Some of what I fought for was the right to marry even though I figured I’d never see it and so it was never part of my personal world view.
But fuck, I wanted people growing up behind me to be able to have that right, to be able to make that choice if they wanted it. And I wanted younger people maybe never to experience the fear of expressing affection for their partners/spouses/baes in public. To just BE in public, in all the glorious, multitudinous ways queerdom expresses.
We’re not there, yet. We’ve made gains, but we’re not there yet, and all we’ve gained can be taken away. So my work’s not done.
My work also means that I’ve expanded my worldview, and educated myself, and my fight now is for all marginalized people caught in systems of oppression, to hopefully use the privileges I have to do whatever the hell I can.
The work is never done, and I see that now, at this age.
I listened to all those young people in that discussion expressing their fears about that 2016 election, and their uncertainties about what would happen, and what it meant.

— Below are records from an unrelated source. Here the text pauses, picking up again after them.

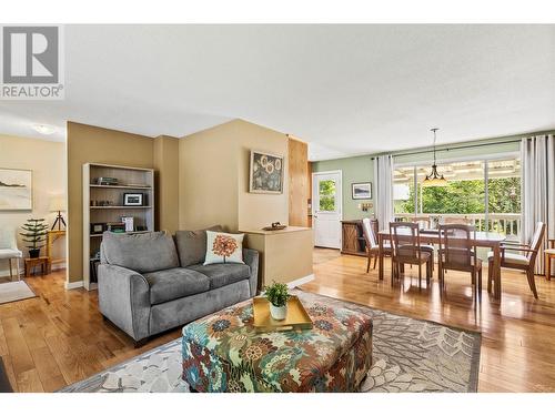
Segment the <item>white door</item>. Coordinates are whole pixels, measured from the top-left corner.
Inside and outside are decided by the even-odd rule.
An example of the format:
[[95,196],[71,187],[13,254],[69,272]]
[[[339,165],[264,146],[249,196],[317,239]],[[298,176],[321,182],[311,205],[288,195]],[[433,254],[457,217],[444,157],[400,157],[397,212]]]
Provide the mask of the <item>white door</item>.
[[341,248],[341,171],[312,175],[314,245]]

I said that we’d been here before. We’d been facing opposition for decades, and we will continue to face it going forward, but, I said, a lot of us olds have organized, created space, fought shitty policies, and changed hearts and minds. We can do it again. I also said that I wasn’t going to sugarcoat things, because it’s bad, and it’s going to get worse, but they all had backup. I said this is, sadly, your time. You’re first string, now, but the cool thing is, people like me are on the bench and we have your backs. I’ll offer whatever wisdom I’ve acquired, whatever tips I can share that might be adapted to these times, whatever support I can. We’ll do this together.
And I will go into the trenches again with these new generations. I don’t know how not to do that, and I wonder if those older people who continued their activism when I was so much younger had that same realization.
They said the work is never done, but there was so much life in their eyes, and so many stories, and such strength in their smiles. There is beauty in a life lived in service to the work and to others, whether those others are alive, gone, or not yet among us. There is beauty in finding joy, love, and comradeship even in the worst of times. Working alongside those older people taught me that.
And I hope I can be as cool an old as they were, and that I know some of them still are.
I read you. And l thank you. Love from the lowlands.